Australia’s response to the emerging centrality of cyber space in the conduct of future war has been slow and fragmented. That’s true in different ways of the government, the armed forces, the private sector, and the strategic studies community. If the country is to have any hope of keeping pace with future needs, we need much more attention to international benchmarks for capability development and policy than we’ve seen to date.
We can find essential reference points in the policy of two countries of strategic interest to Australia: China and the US. Throughout 2015, both have taken radical decisions in cyber war policy that threaten to leave the rest of the world, Australia included, even further behind them. In stark contrast to those two countries, the Australian government hasn’t been prepared to canvas in public the centrality of cyber-enabled warfare nor craft policies and doctrines accordingly.
In May 2015, China issued its first ever ‘Military Strategy’ under that title. The paper says that cyber space and outer space are the commanding heights of international security and strategic competition.
By the end of 2015, China had begun a revolutionary transformation of its armed forces to execute the new cyber military strategy. Two examples may suffice. First, it announced changes to the PLA command structure to support greater integration of joint operations and intelligence so essential to cyber war. That was essentially a catch-up policy modelled on the US armed forces. Yet if the reforms are implemented effectively, China’s war fighting power in all domains, including naval operations, could be lightyears beyond what it is today.
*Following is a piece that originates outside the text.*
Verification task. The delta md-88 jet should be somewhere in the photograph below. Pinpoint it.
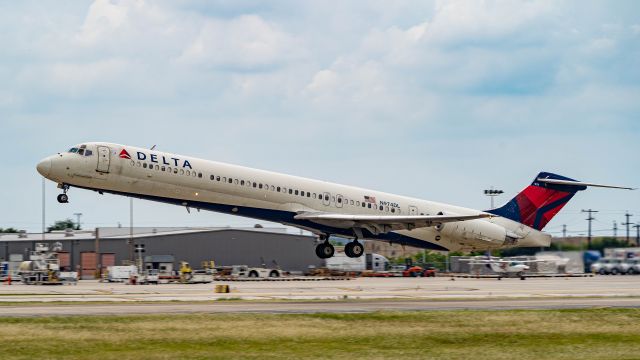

Second, as the strategy paper foreshadowed, the recrafting of command structures will take on a uniquely Chinese aspect that has high appeal in light of the traditional doctrines of ‘people’s war’ and ‘active defence’. The armed forces in combat will be expected to operate on a model of distributed authority that assumes a loss of central command resulting from cyber attack by a superior enemy. That’s captured in the strategy when it calls for reducing central command authority to foster the conditions of victory in cyber-enabled war under the rubric of ‘self-dependence’ of military units (‘you fight your way and I fight my way’). But it will be embodied in practice in the rapid development of cyber militias (citizenry cyber forces), which in turn will provide China something of an edge in its race to begin to match US full-time uniformed capability.
For its part, the US has also quickened the pace of its cyber military development with its own radical elements. Its strategy has for some time been premised on information dominance through cyber effect operations as the foundation for what it calls ‘prompt global strike’. This is a strategic objective in war, not just a tactical or theatre-level ambition. In 2015, the Pentagon issued a new ‘Cyber Strategy’ and Cyber Command issued a new planning document, titled ‘Beyond the Build’. A Pentagon Law of War Manual, also issued in 2015, and prepared with input from Australian military lawyers, says it is lawful for a country in wartime to undertake pre-emplacement of ‘logic bombs’ in an enemy country’s networks and information systems.
There are at least two highly significant innovations in ‘Beyond the Build’. First, there’s recognition that combat units must be able to operate with degraded command and control systems and a lack of situational awareness. Second, the paper argues that Cyber Command will need to offer commanders and policy makers ‘cyber tools in all phases of operations’, which means at all levels of combat across all services.
The most important lesson for all middle powers from the 2015 Pentagon documents is that to be effective in cyber-enabled war, a country needs to plan for it, structure and train its forces accordingly, and develop the foundations for public engagement in it. The strategy document makes plain that there are many foundations of cyber war that need to be out in the open, ranging from critical infrastructure protection to industry-based R&D and developing a civilian cyber work force.
The US and China are determined to create conditions in cyber space that in wartime could undermine the effectiveness of weapons systems, deployed units and military-related civil infrastructure of an enemy as quickly as possible. They want to disable enemy cyber systems in the early stages of hostilities, or even on a pre-emptive basis. Such capabilities present almost insurmountable challenges to the security of middle powers.
To respond to the emerging environment, Australia will need to develop complex systems of decision-making for medium intensity war that address multi-vector, multi-front and multi-theatre attacks in cyber space, including against civilian infrastructure and civilians involved in the war effort. Australia doesn’t currently possess such capabilities, nor is it close to achieving them.